I sostegni per i servizi fondamentali per  i minorenni e le loro famiglie hanno la loro base normativa nel  D. Lgs. 30 luglio 1999, n. 300, recante Riforma dell’organizzazione del Governo che prevede, all’art. 46, co. 1, lett. c, che il ministero del Lavoro e delle Politiche sociali svolga le funzioni di spettanza statale in materia di politiche sociali, con particolare riferimento ai principi e obiettivi; successivamente la legge  8 novembre 2000, n. 328, legge quadro per la realizzazione del sistema integrato di interventi e servizi sociali, ha previsto, all’art. 18, che in Governo predisponga triennalmente un Piano nazionale degli interventi e dei servizi sociali.

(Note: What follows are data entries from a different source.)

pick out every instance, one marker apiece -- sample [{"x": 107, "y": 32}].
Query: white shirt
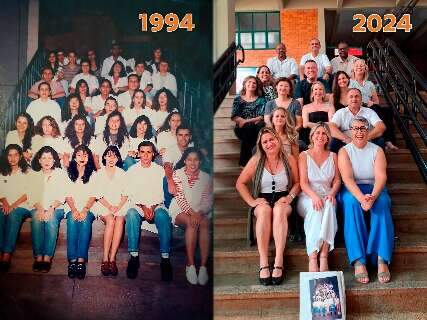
[
  {"x": 91, "y": 80},
  {"x": 282, "y": 68},
  {"x": 80, "y": 192},
  {"x": 145, "y": 185},
  {"x": 321, "y": 59},
  {"x": 46, "y": 189},
  {"x": 343, "y": 118},
  {"x": 167, "y": 81},
  {"x": 13, "y": 187},
  {"x": 37, "y": 109},
  {"x": 108, "y": 63}
]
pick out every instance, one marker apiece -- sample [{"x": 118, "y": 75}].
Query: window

Il successivo riparto di competenze fra Governo, Regioni ed Enti locali, definito dalla riforma del titolo V della Costituzione del 2002 (Legge costituzionale 18 ottobre 2001, n. 3), che ha riscritto l’art. 117, insieme alla scarsità di risorse disponibili per il finanziamento delle politiche sociali, che ha impedito la determinazione, ai sensi del co. 2, lett. m, dello stesso art. 117, dei livelli essenziali delle prestazioni concernenti i diritti civili e sociali che devono essere garantiti su tutto il territorio nazionale, ha, di fatto, per alcuni anni reso vano l’esercizio programmatorio previsto dalla L. 328.



Negli ultimi anni, tuttavia, tali limiti sono stati, almeno in parte, superati. Le risorse dei fondi sociali nazionali sono aumentate e si sono stabilizzate nel bilancio dello Stato, mentre alcuni livelli essenziali sono stati definiti, in norma primaria o nei documenti programmatici associati agli stessi fondi. Inoltre, il D.Lgs. 15 settembre 2017, n. 147, recante “Disposizioni per l’introduzione di una misura nazionale di contrasto alla povertà”, è intervenuto in materia programmatoria con l’articolo 21, istituendo, presso il ministero del Lavoro e delle Politiche sociali, la Rete della protezione e dell’inclusione sociale.



La legge ha affidato alla Rete una rinnovata progettualità programmatica, collegando i tre maggiori fondi sociali (Fondo nazionale per le politiche sociali, Fondo povertà, Fondo per le non autosufficienze) ad altrettanti Piani, elaborati dalla stessa Rete, “di natura triennale con eventuali aggiornamenti annuali”: il Piano sociale nazionale, il Piano per gli interventi e i servizi sociali di contrasto alla povertà, il Piano per la non autosufficienza. Inoltre, al servizio sono dedicati circa 270 milioni di euro dal Pnrr nell’orizzonte temporale 2021‐2026 per la realizzazione di 250 centri, per una spesa unitaria a progetto di circa 1,1 milioni, che comprende investimento iniziale e oneri di gestione fino a tre anni per la realizzazione di 250 nuove progettualità.

Effettuato l’investimento, dopo il primo triennio i costi di gestione verranno finanziati con le risorse del Fondo povertà, con il Programma operativo complementare al Pon Inclusione e col nuovo Pon Inclusione.  I Livelli essenziali delle prestazioni sociali (Leps) non possono essere concepiti come mera risposta settoriale, interagiscono con una domanda sociale e sociosanitaria complessa che richiede l’integrazione di più livelli di intervento. Vanno ricondotti a interventi di sistema che riconoscano la necessità di multidimensionalità e intersettorialità dei percorsi rivolti alle famiglie, alle bambine e ai bambini e agli adolescenti.

Diritti e giustizia sociale, diversità e inclusione, empowerment individuale e collettivo rappresentano gli orientamenti indispensabili per garantire le generazioni attuali e future. Negli ultimi anni sono stati affermati alcuni principi importanti nel riconoscere il diritto, per tutti i cittadini, quindi anche per le persone di minore età, di disporre di interventi (prestazioni) sociali essenziali, all’interno del complesso sistema delle politiche di welfare. Il Pronto intervento sociale, ad esempio, deve essere sostenuto da protocolli operativi integrati e da un modello organizzativo che valorizzi la continuità dell’accompagnamento, prima e dopo la condizione di urgenza, condizione che va letta non solo come esperienza individuale, ma come indicatore di rischio e di vulnerabilità sociali all’interno di una determinata comunità, espressione di disagio ma anche di risorse.

Dobbiamo aspettare che si realizzano le cosiddette case della salute dove si concentrano i nuovi sistemi integrati per le persone? Attendiamo di avere risultati concreti.